Setting nf_conntrack under sysctl config fails.

[dashmage]

By setting a value for net.nf_conntrack_max on the sysctl config the charm gets stuck on a error state. This happens because module nf_conntrack isn't loaded by default.

juju config sysconfig-baremetal sysctl='{ net.nf_conntrack_max : 1000000 }'

juju status 45 ... ubuntu-baremetal/32 active idle 45 100.94.0.225
canonical-livepatch/70 active idle 100.94.0.225 Running kernel 5.4.0-148.165-generic, patchState: nothing-to-apply (source version/commit f1e83ae) sysconfig-baremetal/42 error idle 100.94.0.225 hook failed: "juju-info-relation-joined" ...
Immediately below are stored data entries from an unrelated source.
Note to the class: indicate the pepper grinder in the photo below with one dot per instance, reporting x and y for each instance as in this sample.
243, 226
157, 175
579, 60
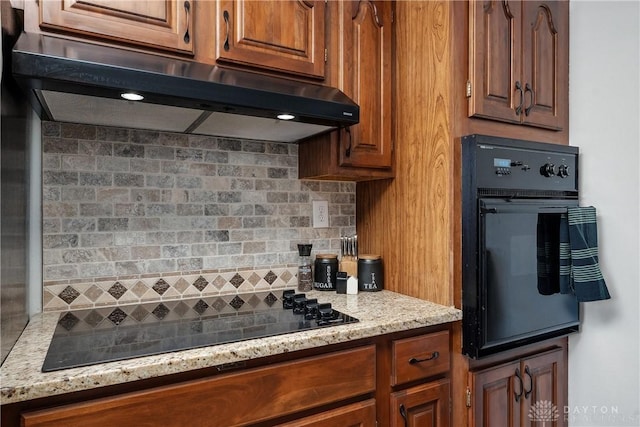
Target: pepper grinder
305, 278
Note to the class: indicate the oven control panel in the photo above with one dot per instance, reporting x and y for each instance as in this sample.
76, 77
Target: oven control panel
515, 164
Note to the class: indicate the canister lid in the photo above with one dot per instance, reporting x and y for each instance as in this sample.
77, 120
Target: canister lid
304, 249
327, 256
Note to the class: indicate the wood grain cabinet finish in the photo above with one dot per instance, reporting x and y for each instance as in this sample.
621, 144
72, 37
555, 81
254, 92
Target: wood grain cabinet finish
283, 36
420, 357
360, 64
360, 414
235, 399
160, 24
365, 76
524, 392
519, 58
426, 405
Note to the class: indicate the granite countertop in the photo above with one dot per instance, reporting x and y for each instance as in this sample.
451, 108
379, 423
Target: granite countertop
379, 313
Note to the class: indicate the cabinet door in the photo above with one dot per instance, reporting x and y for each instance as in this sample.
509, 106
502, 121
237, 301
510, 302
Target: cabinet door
495, 60
497, 394
165, 24
426, 405
545, 63
544, 378
361, 414
365, 76
285, 36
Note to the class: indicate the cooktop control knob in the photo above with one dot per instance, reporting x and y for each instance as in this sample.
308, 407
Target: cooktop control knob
548, 170
563, 171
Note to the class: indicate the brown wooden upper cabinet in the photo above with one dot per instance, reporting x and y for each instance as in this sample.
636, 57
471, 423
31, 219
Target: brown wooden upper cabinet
360, 64
365, 76
162, 24
519, 62
283, 36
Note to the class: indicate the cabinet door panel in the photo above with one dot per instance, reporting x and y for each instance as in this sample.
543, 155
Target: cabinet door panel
241, 398
494, 392
495, 64
426, 405
544, 378
545, 62
361, 414
166, 24
365, 76
286, 36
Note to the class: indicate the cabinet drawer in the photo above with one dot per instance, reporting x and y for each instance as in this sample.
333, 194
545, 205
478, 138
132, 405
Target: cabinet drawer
419, 357
235, 399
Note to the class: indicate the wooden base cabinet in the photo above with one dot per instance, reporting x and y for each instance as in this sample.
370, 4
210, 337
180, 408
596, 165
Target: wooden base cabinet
361, 414
519, 62
398, 379
426, 405
524, 392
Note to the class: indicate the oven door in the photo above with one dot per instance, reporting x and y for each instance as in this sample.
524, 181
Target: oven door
512, 309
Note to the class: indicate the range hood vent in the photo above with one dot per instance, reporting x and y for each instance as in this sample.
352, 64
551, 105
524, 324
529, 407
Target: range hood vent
80, 82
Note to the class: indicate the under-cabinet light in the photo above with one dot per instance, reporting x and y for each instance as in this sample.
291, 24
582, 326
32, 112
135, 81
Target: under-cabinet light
131, 96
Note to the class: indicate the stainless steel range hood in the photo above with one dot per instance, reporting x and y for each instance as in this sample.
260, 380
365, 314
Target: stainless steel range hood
79, 82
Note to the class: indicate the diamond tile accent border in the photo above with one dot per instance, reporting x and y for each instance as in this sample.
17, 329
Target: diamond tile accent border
121, 291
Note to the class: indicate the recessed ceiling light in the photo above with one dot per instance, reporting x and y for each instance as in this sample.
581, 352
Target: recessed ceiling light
131, 96
286, 116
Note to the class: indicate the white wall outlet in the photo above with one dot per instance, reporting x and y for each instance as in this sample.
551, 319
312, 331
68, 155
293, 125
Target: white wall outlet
320, 214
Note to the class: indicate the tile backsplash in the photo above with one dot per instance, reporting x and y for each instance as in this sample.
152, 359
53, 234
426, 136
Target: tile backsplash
135, 216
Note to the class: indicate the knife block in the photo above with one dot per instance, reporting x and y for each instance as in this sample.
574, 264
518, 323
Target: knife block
350, 266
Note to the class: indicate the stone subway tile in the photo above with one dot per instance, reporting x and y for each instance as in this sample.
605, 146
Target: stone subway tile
78, 194
112, 164
57, 241
95, 179
113, 224
59, 145
78, 225
79, 131
96, 209
60, 178
95, 148
146, 252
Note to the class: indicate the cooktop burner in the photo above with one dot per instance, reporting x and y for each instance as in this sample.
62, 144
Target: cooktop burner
88, 337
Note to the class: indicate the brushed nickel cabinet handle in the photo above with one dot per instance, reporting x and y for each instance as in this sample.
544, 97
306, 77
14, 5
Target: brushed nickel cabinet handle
519, 107
187, 9
403, 414
519, 395
225, 15
527, 393
433, 356
528, 88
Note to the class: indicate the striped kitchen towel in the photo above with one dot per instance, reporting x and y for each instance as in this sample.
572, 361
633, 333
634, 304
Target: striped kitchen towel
579, 268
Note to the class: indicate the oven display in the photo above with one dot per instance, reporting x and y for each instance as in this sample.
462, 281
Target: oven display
501, 163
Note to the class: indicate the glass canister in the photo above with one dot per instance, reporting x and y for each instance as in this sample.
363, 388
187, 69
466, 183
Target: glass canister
325, 270
370, 276
305, 278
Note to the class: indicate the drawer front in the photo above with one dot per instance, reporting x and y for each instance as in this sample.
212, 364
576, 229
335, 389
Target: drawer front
235, 399
420, 357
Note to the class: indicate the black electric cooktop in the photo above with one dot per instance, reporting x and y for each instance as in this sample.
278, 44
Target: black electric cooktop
92, 336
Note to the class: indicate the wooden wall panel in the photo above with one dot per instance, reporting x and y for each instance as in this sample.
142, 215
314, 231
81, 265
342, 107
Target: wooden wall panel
409, 220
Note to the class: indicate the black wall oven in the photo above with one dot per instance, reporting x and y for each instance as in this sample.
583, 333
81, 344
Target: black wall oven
511, 190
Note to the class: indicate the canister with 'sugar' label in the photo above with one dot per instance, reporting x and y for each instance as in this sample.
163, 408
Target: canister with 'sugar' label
325, 270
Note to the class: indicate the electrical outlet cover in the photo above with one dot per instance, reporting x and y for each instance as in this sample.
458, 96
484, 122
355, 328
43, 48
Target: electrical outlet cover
320, 214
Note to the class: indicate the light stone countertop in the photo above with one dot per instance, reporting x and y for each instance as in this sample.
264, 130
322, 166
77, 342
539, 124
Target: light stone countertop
379, 313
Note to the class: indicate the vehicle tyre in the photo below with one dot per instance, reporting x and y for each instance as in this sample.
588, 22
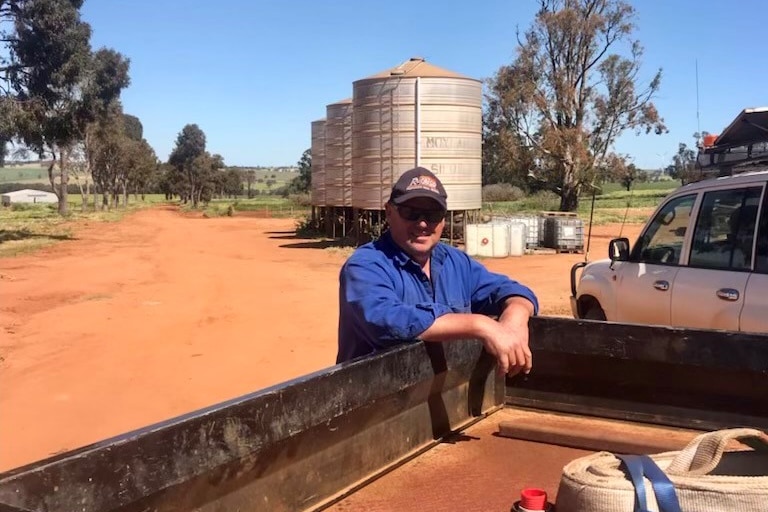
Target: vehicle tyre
594, 312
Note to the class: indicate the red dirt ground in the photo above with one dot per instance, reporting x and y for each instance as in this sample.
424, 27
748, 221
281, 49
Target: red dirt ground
160, 314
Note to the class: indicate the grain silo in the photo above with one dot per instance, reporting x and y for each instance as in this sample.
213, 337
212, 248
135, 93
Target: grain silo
338, 166
417, 114
317, 194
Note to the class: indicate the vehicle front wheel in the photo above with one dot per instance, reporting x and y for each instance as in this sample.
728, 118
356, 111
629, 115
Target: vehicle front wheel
594, 312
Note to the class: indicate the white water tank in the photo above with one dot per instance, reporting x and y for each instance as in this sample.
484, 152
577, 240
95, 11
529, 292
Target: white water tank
487, 240
517, 238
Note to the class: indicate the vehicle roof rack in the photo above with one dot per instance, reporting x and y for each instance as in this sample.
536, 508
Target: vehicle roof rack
741, 147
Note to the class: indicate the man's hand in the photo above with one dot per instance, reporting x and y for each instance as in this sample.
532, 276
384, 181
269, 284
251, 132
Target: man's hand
514, 321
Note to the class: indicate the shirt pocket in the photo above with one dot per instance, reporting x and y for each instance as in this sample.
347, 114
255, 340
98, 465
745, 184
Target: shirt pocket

Workaround is to manually modprobe nf_conntrack and then issue a juju resolved on the affected unit.

---

Imported from Launchpad using lp2gh.

• date created: 2023-05-18T21:14:34Z

• owner: falencastro

• assignee: None

• the launchpad url

[dashmage]

(by aieri) Felipe, could you please describe a bit more what you are trying to achieve and why you need to increase the conntrack table size? Also: which principal application are you trying to tune for?

[dashmage]

(by falencastro) Andrea, this is for our openstack deployment, charms like nova-compute and ceph-osd have sysctl settings and in some cases when they're on the same host, sysctl settings overlap, so I moved all sysctl settings to sysconfig charm which gets deployed on all of our physical hosts. This is working properly with the caveat that whenever I deploy a new physical host I must modprobe nf_conntrack manually before charm installation.

[dashmage]

(by eric-chen) Felipe,

We have a new library for the priciple charm to setup sysctl settings. Please use this solution to setup system configuration and handle reboot/modprobe in principle charm too.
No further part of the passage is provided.